Regresamos a Chincha cuando ya oscurecía y Javier partió a Lima de inmediato, con la misión de buscar al tío Lucho, para tranquilizarlo. Julia y yo pasamos la noche en el hotel Sudamericano. Antes de acostarnos, comimos algo en el barcito del hotel y nos sobrevino un ataque de risa al descubrir que estábamos hablando en voz muy baja, como conspiradores.

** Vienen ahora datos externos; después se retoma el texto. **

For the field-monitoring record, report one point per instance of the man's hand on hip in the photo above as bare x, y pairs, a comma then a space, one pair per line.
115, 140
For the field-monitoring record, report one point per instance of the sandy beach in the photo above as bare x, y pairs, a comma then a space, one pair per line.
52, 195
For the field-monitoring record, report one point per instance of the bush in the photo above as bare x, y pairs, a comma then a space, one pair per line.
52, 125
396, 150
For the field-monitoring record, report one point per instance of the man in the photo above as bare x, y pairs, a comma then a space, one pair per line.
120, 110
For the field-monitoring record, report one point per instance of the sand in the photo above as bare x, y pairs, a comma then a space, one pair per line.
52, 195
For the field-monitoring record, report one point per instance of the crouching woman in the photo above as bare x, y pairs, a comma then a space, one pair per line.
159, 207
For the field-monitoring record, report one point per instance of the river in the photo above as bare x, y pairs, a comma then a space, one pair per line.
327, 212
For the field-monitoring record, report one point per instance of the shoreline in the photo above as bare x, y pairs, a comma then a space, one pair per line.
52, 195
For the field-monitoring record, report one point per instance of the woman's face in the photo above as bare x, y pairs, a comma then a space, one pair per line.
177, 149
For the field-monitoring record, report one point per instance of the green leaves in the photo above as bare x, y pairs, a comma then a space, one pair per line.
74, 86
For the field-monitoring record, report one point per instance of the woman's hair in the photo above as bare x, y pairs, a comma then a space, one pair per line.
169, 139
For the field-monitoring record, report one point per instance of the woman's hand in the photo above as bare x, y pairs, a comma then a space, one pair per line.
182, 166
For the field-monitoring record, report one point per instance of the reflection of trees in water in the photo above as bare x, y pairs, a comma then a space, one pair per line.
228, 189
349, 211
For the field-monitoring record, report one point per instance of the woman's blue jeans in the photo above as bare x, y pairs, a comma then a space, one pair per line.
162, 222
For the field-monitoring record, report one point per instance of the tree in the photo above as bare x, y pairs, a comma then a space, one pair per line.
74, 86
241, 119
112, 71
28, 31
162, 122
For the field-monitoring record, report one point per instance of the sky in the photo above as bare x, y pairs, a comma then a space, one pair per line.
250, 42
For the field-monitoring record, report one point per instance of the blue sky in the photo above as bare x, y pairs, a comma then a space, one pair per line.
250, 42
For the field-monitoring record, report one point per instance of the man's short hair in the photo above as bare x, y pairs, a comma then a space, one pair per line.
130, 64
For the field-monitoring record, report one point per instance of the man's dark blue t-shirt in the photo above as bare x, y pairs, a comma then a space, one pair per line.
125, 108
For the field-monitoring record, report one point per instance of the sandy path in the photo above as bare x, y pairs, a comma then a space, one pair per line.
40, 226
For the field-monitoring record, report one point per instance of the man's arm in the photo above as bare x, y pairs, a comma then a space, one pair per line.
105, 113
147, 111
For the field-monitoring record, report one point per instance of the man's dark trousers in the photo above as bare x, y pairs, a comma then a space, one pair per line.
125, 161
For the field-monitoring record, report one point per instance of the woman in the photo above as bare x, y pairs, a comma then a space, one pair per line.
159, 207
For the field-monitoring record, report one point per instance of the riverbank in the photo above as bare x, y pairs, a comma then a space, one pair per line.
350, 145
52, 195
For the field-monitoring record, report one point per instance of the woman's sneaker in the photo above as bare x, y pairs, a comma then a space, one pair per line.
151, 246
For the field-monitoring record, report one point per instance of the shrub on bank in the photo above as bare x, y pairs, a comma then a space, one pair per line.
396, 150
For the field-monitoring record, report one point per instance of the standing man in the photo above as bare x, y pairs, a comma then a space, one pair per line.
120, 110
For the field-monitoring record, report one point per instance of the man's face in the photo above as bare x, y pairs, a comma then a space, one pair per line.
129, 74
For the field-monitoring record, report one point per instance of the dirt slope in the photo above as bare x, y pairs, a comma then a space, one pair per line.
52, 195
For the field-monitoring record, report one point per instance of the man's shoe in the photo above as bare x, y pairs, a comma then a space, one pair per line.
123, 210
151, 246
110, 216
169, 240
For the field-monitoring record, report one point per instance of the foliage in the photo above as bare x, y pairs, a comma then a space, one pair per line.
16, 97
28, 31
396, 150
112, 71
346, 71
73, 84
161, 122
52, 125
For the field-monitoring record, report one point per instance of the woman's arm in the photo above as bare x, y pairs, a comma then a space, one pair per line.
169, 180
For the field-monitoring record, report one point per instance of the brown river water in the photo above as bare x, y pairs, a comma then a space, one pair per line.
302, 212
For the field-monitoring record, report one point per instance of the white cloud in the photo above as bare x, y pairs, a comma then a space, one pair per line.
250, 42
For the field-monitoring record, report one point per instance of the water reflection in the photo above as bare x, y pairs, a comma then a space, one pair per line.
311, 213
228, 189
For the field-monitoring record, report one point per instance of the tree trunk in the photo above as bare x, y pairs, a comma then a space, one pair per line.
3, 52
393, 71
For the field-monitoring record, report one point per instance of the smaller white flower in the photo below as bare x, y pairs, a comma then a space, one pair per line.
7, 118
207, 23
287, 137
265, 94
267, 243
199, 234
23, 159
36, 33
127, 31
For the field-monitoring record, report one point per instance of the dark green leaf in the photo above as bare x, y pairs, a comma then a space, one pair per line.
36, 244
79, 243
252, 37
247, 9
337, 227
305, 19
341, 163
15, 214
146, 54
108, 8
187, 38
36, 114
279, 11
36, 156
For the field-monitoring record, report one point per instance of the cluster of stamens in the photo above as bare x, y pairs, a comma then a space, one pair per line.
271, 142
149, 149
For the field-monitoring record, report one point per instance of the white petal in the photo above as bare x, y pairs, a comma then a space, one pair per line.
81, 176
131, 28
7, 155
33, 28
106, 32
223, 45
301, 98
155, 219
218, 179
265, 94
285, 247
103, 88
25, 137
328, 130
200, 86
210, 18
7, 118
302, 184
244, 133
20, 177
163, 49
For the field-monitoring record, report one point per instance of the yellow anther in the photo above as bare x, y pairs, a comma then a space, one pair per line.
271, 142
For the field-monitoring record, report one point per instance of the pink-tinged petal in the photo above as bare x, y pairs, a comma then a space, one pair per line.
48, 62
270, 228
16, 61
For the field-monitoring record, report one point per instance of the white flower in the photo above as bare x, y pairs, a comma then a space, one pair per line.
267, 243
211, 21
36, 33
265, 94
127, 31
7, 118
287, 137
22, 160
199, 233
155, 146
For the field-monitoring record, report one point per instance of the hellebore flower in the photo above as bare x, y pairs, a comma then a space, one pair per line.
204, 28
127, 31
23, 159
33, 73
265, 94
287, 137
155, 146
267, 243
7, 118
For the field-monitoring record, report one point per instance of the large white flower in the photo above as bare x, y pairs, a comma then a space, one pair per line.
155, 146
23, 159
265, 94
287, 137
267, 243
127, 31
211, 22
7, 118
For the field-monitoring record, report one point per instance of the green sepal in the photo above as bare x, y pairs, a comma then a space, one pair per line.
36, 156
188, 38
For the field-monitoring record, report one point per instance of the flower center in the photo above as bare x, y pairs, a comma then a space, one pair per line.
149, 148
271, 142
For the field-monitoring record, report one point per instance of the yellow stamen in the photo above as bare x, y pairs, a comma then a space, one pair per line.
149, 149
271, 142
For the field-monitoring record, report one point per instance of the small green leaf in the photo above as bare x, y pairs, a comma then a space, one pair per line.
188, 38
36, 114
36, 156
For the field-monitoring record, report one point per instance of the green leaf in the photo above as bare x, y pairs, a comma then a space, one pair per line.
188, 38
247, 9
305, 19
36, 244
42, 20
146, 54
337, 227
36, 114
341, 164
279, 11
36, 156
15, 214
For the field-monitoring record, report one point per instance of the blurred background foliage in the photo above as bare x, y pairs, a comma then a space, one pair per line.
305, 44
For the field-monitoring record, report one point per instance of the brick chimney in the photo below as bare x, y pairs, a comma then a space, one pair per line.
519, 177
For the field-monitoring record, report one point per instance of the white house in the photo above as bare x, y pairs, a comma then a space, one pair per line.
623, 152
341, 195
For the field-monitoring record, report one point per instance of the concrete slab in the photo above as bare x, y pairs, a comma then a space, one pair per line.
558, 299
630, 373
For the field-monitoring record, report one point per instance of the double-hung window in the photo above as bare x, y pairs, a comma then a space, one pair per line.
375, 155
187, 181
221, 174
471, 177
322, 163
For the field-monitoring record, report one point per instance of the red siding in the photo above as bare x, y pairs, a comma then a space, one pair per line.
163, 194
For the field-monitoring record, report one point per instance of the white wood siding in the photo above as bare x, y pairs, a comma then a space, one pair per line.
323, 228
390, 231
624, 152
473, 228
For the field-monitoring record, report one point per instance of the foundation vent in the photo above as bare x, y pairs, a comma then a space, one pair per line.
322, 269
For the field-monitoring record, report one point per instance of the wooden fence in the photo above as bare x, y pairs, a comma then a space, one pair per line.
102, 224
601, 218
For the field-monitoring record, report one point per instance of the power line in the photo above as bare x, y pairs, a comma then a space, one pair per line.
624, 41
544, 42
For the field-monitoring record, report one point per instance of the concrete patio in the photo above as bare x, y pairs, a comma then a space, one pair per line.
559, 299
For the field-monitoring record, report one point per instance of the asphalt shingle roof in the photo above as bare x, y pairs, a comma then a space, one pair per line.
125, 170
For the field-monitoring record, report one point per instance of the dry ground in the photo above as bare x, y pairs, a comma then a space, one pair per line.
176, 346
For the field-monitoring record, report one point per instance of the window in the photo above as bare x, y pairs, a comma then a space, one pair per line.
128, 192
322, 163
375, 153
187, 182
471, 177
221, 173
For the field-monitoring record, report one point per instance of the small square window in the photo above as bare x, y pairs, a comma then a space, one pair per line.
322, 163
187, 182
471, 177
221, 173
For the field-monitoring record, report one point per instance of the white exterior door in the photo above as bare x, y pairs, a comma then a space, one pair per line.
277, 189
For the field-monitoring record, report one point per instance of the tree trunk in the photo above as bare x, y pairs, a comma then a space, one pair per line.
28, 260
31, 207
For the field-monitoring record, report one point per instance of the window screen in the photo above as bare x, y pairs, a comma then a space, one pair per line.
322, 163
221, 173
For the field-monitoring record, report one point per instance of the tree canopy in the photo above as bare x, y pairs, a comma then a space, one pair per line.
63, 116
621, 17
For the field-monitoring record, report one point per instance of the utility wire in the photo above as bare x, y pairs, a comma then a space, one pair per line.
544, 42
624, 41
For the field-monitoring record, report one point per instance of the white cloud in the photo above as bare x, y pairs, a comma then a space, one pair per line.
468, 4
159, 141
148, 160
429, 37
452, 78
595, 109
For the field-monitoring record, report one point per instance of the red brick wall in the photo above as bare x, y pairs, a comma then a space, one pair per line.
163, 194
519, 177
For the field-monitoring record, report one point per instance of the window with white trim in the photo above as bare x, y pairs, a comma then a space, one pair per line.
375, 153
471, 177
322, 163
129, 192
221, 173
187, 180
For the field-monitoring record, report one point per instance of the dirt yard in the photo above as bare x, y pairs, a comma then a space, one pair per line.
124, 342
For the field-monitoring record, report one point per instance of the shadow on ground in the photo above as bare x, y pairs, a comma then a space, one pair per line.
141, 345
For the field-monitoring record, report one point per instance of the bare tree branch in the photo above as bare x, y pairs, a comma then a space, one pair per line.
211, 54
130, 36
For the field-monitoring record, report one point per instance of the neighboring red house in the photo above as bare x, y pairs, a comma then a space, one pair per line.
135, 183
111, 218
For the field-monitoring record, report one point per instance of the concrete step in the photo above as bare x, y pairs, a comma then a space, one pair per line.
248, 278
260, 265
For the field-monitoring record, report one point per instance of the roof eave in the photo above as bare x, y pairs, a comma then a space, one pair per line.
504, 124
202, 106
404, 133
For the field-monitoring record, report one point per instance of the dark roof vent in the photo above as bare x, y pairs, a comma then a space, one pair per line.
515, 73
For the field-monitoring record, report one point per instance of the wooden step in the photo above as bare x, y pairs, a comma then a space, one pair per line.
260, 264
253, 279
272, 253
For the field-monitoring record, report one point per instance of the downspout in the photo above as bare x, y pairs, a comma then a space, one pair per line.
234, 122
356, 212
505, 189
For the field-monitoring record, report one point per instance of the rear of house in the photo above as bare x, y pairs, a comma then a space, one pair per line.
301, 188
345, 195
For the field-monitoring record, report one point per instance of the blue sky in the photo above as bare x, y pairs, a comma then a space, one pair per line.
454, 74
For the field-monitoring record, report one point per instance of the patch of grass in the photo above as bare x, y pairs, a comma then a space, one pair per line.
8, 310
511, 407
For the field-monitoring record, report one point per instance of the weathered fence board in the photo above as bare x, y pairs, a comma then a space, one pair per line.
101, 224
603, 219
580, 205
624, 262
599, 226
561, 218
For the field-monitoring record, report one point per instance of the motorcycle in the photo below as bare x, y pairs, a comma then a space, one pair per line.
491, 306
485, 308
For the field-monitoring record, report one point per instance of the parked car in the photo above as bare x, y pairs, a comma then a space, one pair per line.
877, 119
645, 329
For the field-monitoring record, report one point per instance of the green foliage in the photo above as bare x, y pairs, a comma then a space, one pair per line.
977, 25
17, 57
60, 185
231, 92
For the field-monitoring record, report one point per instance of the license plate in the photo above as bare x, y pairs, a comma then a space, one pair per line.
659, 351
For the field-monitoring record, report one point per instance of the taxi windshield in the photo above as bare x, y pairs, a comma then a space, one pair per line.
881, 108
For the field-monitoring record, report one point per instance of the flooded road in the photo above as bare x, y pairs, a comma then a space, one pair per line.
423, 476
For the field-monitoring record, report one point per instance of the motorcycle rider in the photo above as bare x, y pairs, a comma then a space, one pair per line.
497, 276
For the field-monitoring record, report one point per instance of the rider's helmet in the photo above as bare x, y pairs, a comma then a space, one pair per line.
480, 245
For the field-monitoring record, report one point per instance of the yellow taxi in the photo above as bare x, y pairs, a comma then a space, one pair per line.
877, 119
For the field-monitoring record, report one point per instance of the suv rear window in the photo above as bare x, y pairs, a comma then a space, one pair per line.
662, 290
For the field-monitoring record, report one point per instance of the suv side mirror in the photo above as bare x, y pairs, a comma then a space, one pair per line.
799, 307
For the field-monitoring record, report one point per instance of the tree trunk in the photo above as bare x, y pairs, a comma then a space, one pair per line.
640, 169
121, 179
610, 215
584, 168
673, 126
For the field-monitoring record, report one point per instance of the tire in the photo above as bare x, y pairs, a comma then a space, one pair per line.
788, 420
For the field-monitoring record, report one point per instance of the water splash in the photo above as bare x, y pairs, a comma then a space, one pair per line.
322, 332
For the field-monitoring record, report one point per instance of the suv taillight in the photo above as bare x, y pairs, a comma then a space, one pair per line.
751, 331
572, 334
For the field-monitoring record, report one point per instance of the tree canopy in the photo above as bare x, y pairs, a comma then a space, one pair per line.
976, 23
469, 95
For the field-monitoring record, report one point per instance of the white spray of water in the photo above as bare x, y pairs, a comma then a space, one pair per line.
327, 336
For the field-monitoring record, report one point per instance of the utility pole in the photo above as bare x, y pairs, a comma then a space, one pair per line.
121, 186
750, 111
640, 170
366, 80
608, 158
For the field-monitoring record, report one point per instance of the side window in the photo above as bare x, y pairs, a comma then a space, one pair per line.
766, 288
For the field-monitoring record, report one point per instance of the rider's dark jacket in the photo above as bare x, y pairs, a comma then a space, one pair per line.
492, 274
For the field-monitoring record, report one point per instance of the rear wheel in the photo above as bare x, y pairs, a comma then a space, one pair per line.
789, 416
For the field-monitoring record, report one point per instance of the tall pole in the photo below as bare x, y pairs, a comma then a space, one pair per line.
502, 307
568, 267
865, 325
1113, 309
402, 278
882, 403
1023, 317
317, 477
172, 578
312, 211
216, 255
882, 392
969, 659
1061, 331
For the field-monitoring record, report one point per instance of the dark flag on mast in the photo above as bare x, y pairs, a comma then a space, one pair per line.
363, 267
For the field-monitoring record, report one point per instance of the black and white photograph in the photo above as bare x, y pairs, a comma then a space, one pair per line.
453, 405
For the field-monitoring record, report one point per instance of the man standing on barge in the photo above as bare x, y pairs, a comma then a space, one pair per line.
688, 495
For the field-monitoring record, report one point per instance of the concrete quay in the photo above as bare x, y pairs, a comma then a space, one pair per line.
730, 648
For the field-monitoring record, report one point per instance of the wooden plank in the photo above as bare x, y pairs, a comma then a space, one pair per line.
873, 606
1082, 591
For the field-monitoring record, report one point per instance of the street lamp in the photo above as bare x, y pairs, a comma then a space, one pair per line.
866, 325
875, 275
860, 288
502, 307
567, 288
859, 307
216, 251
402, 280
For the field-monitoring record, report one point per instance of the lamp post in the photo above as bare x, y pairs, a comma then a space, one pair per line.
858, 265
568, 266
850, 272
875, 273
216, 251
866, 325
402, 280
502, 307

A la mañana siguiente, me despertó el empleado para anunciarme una llamada de Lima. Era Javier, muy alarmado. En el viaje de regreso, su colectivo se había salido de la pista para evitar un choque. Su conversación con el tío Lucho había sido buena, «dentro de lo que cabía». Pero se había llevado el susto de su vida poco después, cuando súbitamente se presentó mi padre en su pensión y le puso un revólver en el pecho, exigiéndole que delatara mi paradero. «Anda hecho un loco», me dijo.

Nos levantamos y fuimos a la plaza de Chincha, a tomar el colectivo a Lima. Pasamos las dos horas de viaje, de la mano, mirándonos a los ojos, asustados y felices. Fuimos directamente a casa del tío Lucho, en Armendáriz. Él nos recibió en lo alto de la escalera. Besó a Julia y le dijo, señalando el dormitorio: «Anda a enfrentarte con tu hermana.» Estaba apenado, pero no me riñó ni me dijo que había hecho una locura. Me hizo prometerle que no dejaría la universidad, que terminaría la carrera. Le juré que así lo haría y, también, que el matrimonio con Julia no me impediría llegar a ser un escritor.

Mientras hablábamos, yo oía, a lo lejos, a Julia y a la tía Olga, encerradas en el dormitorio, y me parecía que ésta alzaba la voz y que lloraba.